This Learning Series Recap summarizes lessons from the GPL’s Stimulus Learning Series session on Using Procurement to Advance Innovation, a deep-dive on how funds from the American Rescue Plan Act (ARPA) can be used to procure for services that improve outcomes for residents.
Using ARPA funds to procure for innovative, results-driven services
The American Rescue Plan Act (ARPA) provides a unique opportunity to address the systemic inequities laid bare by the pandemic and reshape the public systems that support vulnerable families. Successful execution of this transformation work will require the combined efforts of government employees with goods and services acquired from the private sector. This is true of sheltering the homeless, providing job training to the unemployed, and building and maintaining new technology solutions. Agency leaders can, therefore, leverage procurement to amplify ARPA system transformation efforts — making procurement processes more efficient, inviting, and transparent; using procurements to advance departmental and jurisdiction-wide goals; and laying the foundation for measuring progress and driving continual improvement. Yet too often, procurement and contract management is treated as a back-office function rather than a strategic activity, causing governments to encounter common procurement challenges:
- Requests for proposals (RFPs) lack a description of the jurisdiction’s overarching goals, leading to vendor responses that don’t align with what the jurisdiction actually needs.
- Teams rush through writing an RFP to get it out the door quickly, causing delayed releases or re-issued RFPs because of errors or misinformation.

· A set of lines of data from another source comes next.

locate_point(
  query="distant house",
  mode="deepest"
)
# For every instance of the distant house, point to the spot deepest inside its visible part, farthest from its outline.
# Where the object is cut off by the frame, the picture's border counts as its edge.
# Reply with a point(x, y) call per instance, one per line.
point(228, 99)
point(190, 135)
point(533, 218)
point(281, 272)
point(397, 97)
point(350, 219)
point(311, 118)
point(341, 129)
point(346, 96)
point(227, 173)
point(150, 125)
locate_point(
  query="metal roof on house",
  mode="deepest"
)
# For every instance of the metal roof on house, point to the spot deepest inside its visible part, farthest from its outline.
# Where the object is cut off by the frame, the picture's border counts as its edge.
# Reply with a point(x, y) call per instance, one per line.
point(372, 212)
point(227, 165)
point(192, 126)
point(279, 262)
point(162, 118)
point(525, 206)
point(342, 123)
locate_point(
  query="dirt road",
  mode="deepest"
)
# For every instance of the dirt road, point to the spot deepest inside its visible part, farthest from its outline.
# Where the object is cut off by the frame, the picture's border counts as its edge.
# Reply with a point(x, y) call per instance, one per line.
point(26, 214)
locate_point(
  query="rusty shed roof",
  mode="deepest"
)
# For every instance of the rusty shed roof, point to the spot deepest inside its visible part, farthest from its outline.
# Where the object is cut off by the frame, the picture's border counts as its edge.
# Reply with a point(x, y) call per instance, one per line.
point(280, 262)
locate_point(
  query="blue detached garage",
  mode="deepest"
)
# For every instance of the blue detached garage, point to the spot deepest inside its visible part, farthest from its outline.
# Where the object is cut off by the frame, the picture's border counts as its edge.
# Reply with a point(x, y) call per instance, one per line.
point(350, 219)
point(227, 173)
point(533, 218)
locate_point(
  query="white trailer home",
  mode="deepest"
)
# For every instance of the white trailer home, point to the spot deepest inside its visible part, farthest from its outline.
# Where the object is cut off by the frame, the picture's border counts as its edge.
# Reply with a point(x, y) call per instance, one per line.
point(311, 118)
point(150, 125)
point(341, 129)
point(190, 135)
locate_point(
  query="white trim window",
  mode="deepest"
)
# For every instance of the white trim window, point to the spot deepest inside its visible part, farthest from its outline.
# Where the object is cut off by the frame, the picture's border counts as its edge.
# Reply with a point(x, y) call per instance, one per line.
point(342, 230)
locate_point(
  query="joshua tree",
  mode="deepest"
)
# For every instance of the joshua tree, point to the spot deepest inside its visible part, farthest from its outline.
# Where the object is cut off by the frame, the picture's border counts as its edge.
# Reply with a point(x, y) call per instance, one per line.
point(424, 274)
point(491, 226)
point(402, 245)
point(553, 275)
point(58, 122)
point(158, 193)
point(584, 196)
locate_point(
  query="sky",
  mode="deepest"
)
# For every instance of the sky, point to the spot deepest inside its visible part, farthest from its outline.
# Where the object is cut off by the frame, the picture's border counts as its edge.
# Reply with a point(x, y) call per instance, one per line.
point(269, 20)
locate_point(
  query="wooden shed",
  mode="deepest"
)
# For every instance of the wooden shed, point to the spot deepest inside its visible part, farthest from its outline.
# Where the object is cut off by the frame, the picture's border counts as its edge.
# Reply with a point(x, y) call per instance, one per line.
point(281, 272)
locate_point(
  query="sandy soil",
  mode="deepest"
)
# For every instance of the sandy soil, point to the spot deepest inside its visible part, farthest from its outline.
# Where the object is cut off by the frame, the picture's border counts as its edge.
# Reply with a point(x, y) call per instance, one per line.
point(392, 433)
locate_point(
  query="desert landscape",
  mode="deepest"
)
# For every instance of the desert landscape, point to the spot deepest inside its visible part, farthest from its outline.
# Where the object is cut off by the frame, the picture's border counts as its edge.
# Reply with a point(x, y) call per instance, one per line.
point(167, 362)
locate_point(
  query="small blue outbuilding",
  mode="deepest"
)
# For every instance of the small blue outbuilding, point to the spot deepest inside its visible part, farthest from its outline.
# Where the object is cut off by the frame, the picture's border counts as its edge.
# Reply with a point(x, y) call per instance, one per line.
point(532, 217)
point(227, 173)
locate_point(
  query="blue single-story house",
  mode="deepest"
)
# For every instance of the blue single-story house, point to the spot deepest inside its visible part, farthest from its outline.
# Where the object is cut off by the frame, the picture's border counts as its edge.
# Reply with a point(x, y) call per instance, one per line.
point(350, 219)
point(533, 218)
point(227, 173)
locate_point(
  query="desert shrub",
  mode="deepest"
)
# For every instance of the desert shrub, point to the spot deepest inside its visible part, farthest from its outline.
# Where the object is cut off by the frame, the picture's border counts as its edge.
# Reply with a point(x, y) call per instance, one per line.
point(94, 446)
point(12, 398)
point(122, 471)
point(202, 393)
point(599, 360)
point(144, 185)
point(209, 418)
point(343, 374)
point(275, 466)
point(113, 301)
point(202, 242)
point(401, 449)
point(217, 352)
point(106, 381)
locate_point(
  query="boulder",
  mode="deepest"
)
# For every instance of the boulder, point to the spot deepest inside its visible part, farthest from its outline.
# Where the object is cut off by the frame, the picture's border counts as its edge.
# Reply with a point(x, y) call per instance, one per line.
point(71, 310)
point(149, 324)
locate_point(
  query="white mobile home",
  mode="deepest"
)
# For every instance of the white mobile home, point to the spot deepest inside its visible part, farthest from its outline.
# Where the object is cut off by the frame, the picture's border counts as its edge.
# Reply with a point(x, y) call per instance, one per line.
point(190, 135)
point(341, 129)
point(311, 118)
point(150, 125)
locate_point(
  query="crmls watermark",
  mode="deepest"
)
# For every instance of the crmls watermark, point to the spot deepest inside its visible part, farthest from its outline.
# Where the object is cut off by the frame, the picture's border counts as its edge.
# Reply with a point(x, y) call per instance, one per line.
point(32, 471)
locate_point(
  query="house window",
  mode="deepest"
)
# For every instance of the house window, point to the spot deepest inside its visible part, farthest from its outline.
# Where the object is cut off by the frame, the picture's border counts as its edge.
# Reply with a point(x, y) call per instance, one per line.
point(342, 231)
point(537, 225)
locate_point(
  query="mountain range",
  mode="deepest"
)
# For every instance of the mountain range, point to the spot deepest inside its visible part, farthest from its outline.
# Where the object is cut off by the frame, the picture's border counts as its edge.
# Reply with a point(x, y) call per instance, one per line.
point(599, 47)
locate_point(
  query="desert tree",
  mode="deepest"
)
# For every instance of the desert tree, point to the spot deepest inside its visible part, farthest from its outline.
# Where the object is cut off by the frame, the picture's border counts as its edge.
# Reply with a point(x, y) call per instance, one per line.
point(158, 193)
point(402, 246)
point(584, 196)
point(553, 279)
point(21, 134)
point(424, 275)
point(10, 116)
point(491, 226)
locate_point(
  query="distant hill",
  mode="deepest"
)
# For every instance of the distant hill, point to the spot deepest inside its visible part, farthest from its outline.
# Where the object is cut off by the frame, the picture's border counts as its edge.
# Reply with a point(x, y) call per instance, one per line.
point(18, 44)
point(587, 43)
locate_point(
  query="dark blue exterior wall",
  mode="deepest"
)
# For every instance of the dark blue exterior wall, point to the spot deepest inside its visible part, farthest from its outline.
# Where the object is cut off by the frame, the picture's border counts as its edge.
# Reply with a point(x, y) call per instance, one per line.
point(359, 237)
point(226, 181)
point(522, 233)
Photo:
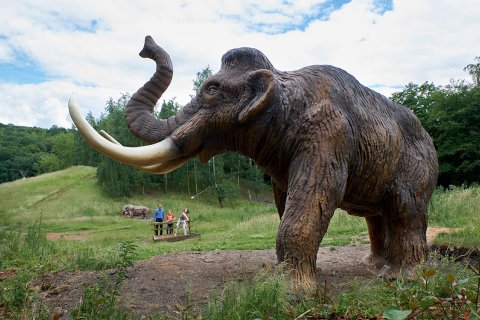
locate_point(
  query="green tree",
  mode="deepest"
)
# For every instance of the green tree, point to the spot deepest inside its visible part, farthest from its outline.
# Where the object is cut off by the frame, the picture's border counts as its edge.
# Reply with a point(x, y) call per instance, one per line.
point(474, 70)
point(451, 115)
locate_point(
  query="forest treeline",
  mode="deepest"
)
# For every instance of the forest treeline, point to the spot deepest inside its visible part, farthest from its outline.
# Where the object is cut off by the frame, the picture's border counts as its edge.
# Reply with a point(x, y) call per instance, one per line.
point(450, 114)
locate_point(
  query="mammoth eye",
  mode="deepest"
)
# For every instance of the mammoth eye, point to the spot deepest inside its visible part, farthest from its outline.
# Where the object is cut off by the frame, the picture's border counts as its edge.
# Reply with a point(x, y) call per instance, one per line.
point(212, 90)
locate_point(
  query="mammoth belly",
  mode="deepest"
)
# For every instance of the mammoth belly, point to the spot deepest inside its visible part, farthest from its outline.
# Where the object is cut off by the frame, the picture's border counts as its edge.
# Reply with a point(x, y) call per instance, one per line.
point(365, 208)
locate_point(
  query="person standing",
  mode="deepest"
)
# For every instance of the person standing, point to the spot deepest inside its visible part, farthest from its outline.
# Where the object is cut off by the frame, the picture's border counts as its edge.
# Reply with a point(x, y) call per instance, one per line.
point(169, 218)
point(159, 217)
point(183, 221)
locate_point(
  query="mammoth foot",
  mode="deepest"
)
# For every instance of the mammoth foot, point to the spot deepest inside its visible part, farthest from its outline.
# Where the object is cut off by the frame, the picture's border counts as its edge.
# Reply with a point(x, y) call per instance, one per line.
point(389, 270)
point(303, 280)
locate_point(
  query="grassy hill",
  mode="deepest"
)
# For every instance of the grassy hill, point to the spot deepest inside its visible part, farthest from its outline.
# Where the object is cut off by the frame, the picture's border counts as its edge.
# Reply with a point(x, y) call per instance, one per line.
point(68, 206)
point(62, 220)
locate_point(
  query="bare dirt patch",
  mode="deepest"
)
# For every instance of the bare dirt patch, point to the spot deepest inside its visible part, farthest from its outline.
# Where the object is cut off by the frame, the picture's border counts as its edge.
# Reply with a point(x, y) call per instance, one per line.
point(158, 284)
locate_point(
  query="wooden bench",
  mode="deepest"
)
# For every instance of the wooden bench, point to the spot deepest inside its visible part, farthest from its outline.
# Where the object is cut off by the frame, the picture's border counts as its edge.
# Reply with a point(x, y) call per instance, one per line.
point(164, 226)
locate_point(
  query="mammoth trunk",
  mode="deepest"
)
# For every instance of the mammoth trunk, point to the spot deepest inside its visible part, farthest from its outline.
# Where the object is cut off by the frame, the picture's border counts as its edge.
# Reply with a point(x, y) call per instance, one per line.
point(139, 111)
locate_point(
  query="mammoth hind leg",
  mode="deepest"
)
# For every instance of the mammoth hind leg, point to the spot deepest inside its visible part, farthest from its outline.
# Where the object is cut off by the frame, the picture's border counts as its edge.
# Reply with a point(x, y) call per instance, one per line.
point(376, 232)
point(406, 228)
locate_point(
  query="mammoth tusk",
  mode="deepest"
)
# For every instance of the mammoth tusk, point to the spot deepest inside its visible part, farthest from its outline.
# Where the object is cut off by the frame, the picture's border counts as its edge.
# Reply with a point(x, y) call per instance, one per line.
point(159, 152)
point(159, 168)
point(165, 167)
point(109, 137)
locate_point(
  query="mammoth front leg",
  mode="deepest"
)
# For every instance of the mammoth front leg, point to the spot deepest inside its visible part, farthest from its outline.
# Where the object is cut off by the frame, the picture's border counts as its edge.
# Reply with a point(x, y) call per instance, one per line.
point(312, 196)
point(280, 198)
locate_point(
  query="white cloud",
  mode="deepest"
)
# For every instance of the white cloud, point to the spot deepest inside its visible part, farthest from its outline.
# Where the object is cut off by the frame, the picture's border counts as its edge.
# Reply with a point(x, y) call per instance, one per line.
point(92, 47)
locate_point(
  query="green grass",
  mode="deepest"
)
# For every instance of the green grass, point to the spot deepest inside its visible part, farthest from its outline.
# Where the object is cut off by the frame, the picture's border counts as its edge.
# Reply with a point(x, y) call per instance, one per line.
point(69, 203)
point(457, 207)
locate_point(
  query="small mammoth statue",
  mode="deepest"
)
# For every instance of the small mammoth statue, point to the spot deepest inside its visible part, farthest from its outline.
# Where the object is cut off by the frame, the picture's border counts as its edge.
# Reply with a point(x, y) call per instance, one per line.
point(131, 211)
point(326, 141)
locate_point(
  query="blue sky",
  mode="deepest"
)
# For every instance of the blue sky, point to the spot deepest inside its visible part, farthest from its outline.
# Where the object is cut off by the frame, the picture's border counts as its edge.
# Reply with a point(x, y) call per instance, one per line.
point(51, 48)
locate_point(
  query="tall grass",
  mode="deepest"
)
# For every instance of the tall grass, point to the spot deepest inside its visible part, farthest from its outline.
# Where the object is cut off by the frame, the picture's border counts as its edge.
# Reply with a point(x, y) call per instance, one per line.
point(457, 207)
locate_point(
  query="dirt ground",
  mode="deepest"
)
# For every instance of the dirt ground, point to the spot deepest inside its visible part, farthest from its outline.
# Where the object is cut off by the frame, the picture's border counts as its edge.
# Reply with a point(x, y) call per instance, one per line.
point(161, 283)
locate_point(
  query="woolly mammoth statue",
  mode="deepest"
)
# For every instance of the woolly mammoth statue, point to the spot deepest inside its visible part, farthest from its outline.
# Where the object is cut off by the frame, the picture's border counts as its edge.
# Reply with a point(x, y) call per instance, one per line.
point(135, 211)
point(326, 141)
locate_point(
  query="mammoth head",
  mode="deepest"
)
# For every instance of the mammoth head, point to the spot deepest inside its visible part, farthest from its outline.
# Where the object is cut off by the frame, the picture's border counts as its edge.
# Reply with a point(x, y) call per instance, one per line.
point(226, 104)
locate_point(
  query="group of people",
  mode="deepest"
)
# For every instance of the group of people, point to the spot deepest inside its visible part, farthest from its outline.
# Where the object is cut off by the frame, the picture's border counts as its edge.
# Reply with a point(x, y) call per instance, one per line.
point(160, 216)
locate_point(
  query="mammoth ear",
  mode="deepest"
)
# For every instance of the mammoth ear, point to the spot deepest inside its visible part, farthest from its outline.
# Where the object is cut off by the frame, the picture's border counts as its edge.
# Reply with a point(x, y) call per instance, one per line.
point(263, 85)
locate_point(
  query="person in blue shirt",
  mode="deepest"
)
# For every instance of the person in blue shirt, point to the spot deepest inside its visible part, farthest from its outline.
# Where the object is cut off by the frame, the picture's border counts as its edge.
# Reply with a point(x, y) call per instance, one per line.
point(159, 217)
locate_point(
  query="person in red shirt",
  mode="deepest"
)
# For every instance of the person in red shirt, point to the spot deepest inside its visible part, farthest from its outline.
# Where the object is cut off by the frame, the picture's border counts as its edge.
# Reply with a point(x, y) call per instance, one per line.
point(183, 221)
point(169, 218)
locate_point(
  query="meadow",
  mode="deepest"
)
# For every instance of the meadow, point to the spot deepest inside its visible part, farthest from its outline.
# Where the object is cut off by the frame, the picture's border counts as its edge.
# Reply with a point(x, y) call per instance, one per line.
point(87, 227)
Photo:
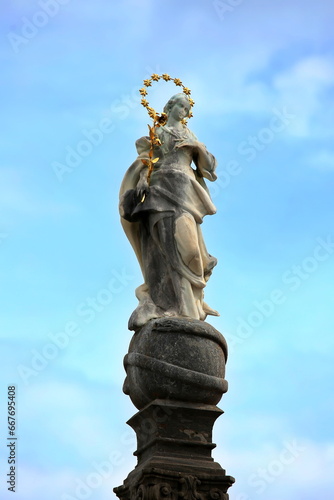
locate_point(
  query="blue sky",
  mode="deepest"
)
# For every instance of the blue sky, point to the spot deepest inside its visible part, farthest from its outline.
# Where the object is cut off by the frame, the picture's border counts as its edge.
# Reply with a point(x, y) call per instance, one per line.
point(262, 77)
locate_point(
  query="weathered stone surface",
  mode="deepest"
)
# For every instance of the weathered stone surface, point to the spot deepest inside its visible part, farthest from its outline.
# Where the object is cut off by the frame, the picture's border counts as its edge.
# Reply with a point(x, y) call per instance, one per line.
point(162, 216)
point(176, 359)
point(174, 444)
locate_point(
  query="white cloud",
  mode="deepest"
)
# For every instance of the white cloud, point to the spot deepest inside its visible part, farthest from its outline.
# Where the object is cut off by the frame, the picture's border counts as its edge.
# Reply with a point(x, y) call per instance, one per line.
point(322, 160)
point(300, 90)
point(16, 199)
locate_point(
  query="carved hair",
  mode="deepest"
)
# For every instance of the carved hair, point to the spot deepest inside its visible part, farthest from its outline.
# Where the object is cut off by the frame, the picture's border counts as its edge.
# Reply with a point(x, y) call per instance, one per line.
point(173, 100)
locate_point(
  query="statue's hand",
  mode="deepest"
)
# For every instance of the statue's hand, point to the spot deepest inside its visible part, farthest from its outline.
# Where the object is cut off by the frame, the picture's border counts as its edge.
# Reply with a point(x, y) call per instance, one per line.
point(142, 189)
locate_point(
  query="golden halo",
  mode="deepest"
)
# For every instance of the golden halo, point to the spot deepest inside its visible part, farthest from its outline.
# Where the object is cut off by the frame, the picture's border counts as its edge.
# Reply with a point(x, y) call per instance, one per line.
point(162, 118)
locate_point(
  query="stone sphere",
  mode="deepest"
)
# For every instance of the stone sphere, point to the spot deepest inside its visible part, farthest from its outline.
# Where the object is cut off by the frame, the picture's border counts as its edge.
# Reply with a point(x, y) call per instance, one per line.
point(176, 359)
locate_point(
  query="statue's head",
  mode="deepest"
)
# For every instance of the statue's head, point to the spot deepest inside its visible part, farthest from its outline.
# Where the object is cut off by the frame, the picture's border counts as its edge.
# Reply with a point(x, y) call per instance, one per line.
point(177, 99)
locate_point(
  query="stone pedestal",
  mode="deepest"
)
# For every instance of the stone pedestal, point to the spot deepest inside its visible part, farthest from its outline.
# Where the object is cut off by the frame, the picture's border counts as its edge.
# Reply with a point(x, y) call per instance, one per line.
point(175, 376)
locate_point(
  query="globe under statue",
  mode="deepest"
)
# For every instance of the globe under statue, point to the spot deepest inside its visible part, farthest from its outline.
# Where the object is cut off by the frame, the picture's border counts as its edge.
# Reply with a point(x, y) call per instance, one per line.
point(176, 361)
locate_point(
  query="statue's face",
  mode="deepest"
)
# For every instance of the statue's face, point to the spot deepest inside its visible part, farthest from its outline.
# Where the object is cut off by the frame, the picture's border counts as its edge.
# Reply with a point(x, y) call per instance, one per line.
point(180, 109)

- Limited information gathering or market research occurs or the RFP is simply recycled from the last time it was issued, resulting in RFPs that lack emerging best practices and/or vendor and client perspectives.
- RFPs’ scopes of work are overly prescriptive or include onerous requirements, yielding few quality proposals or causing responding vendors to feel limited in their ability to offer innovative solutions.
Leaders from state and local government agencies across the country are planning to tackle these challenges using results-driven contracting strategies designed to help entities use procurement and contracting to achieve better outcomes for residents. When crafting a results-driven RFP, there are several key questions to address, including why the service is needed, which outcomes the contract should achieve, and how to measure success.